How to derive Hall's coefficient for a semiconductor?

Answer 1

''http://mems.caltech.edu/courses/EE40%20Web%20Files/Supplements/02_Hall_Effect_Derivation.pdf''

All the derivation is precisely explained.

You need to equate Newton second law to Lorentz equation, assuming the magnetic field is normal to current flow. You need do this separately for electrons and for holes. Both velocity and electric field have two components, transversal (y) and longitudinal (x) and the magnetic field is in z. It is more comfortable separate the vectorial equations into two equations, one for each component. So, you have four equations:
1) For time derivative of x-velocity of electrons
2) For time derivative of x-velocity of holes
3) For time derivative of y-velocity of electrons
4) For time derivative of y-velocity of holes


The set is complicate, but it is easier if you do the following approximation:
If magnetic field is small, you can assume that the second term in equations 1) and 2) is negligible. Yo cannot do the same with equations 3) and 4) because, since mobility of electrons and holes are not much different, this would give you as a result that transversal field does not exist, and you will not get anything.

You must bear in mind that velocities in your equations are individual velocities and you need average velocities. If you use the single model of a carrier starting from zero velocity and accelerating at a constant rate and suddenly stopped at a time tau, you can obtain the average velocities for the four equations multiplying the right side of each times tau/2. You can make sense of all this by plotting changing velocity as a saw tooth signal.

In agreement with mobility definition (charge times half-tau over effective mass) you can see that equations 1) and 2) are no more that the classic lineal relation between average velocity and electric field, with the mobility as a constant. Equations 3) and 4) have both a similar first term but the second term, including the magnetic field is more weird.

Now, you have average x-velocity for electrons, average x-velocity for holes, average y-velocity for electrons and average y-velocity for holes.
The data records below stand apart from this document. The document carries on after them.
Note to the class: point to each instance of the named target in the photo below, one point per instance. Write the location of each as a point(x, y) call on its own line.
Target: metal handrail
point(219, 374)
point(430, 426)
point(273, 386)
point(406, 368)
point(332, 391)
If you multiply each velocity by charge and concentration you will get x-current density for electrons, x-current density for holes, y-current density for electrons and y-current density for holes. When this is done, you can add contributions of both types of carriers and obtain x-current density and y-current density.

What you will use for calculating the Hall´s coefficient is transversal current density which must be zero. Replace this zero in the formula for y-current density and you will obtain two terms equated to zero or rearranging, an equality between two terms. One of the terms is already in the shape we want, but the other still include longitudinal velocities for electrons and holes. You have expressions for them and must replace in the expression for y-current density. Now, you must identify expressions that can be replaced by electron and hole mobilities.

Now, you only have carrier concentrations, carrier mobilities, longitudinal and transversal fields and magnetic field magnitude. Solve for transversal electric field. For obtaining Hall´s coefficient you need to multiply both numerator and denominator for conductivity. Keep conductivity in the denominator in terms of concentrations and mobilities. This is not important for the numerator because you will must note that conductivity times longitudinal electric field is longitudinal density current. Now you have transversal electric field as a linear function of the product of current density (longitudinal, the only non-zero current density) times the magnetic field magnitude. The proportionality constant is Hall´s coefficient.

It is not easy!

Lydia Alvarez, Mexicali B.C. Mexico
lydia@iing.mxl.uabc.mx

Answer 2

R = Uh*d/(I*B),

where: R - Hall coefficient, Uh - Hall voltage, d - semiconductor thickness, I - current, B - magnitute of flux density.